# tropheus and zebra pleco



## zoobz (Nov 28, 2008)

hi i just want 2know can i put a zebra plec with tropheous iv got 8 dubosis 8 bembas


----------



## noki (Jun 13, 2003)

Zebra Pleco are expensive and can be hard to get. If you want your Zebra Pleco to thrive and do well, you should have it in a tank better suited for the cat.


----------



## zoobz (Nov 28, 2008)

yeah the zebra is very expensive but it looks very nice its just that iv got a friend who's giving me them cheapish   but i still rather be on the safe side dont want to lose them in the tank so im still thinkin about it :drooling:


----------



## eklikewhoa (Jul 11, 2006)

Having raised some L046 I would say no.

Not very compatible.


----------



## lloyd (Aug 24, 2005)

the temperature requirements for each species, is so far from each other, the answer is an easy 'no'. i keep my tropheus ilangi tank at 76 degree. my zebra pleco tank is 88 degree.

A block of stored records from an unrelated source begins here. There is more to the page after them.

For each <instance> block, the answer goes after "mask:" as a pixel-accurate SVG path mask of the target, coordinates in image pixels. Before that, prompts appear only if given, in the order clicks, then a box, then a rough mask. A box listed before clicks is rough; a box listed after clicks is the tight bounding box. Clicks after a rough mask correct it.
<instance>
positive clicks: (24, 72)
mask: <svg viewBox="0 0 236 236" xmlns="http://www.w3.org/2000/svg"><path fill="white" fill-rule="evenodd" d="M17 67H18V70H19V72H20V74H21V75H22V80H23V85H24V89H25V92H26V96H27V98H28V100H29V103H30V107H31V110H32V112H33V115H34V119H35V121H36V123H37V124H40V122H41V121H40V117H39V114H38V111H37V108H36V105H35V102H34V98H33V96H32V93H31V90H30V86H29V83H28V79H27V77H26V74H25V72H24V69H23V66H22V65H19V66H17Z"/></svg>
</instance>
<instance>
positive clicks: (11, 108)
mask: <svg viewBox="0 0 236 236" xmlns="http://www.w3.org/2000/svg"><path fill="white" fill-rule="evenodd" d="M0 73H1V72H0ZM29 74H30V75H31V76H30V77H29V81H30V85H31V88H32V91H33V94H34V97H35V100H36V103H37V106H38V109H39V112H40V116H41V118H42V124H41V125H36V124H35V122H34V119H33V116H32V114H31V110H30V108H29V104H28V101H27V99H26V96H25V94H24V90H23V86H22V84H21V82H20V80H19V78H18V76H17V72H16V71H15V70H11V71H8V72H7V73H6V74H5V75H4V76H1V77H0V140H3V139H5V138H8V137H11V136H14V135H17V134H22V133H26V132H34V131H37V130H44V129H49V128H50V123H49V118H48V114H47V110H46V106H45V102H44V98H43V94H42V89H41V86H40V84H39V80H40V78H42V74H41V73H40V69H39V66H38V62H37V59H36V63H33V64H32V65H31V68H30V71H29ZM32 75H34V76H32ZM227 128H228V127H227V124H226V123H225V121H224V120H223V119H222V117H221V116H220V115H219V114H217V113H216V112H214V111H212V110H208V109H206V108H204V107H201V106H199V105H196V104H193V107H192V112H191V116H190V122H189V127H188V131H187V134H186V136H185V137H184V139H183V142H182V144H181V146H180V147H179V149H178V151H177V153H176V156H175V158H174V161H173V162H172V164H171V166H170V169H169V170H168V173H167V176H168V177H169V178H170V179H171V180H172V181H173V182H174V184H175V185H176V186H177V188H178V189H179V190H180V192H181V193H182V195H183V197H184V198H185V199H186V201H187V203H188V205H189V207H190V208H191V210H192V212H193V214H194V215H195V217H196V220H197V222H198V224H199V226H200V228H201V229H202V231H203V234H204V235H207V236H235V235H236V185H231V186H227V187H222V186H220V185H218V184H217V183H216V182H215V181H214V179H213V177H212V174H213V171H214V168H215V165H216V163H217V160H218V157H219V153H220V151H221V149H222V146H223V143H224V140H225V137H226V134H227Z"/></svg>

IMHO.


----------



## zoobz (Nov 28, 2008)

iv already got the zebra plec in their now, got it at 1 inch its now about 2 inches its doing very well,but im thinkin of getin 3 more zebra plecs and then keeping them in a separate tank of just zebra pleco it is one beautiful plec.


----------



## zoobz (Nov 28, 2008)

iv already got the zebra plec in their now, got it at 1 inch its now about 2 inches its doing very well,but im thinkin of getin 3 more zebra plecs and then keeping them in a separate tank of just zebra pleco it is one beautiful plec.


----------



## craig.smith88 (Jan 8, 2009)

ZOOBZ IM FROM LUTON WHERE AND WHO DID YOU GET THOSE PLECOS any more left lol would love one haha


----------



## papakroket (Dec 6, 2008)

I keep four L-134 in the Tropheus Tank (25 WC Ilangi) and they doing great.


----------



## eklikewhoa (Jul 11, 2006)

L134 is different from L046.

L046 prefers tank to be a lot warmer, a ton more flow then anyone I have seen ultilize in a troph tank and the L046 is a carnivore and a passive one at that so feeding in a troph tank is gonna be almost impossible.


----------



## Mobius1230 (Sep 22, 2008)

Don't do it. They're almost opposites and if zebs are your priority get like a 40 breeder with soft water. They do really good in that, and if you get a nice sex ratio, they might breed with a cave.


----------



## zoobz (Nov 28, 2008)

hi graig i got them from Huddersfield i will try 2 find his e mail and il pass it on 2 u


----------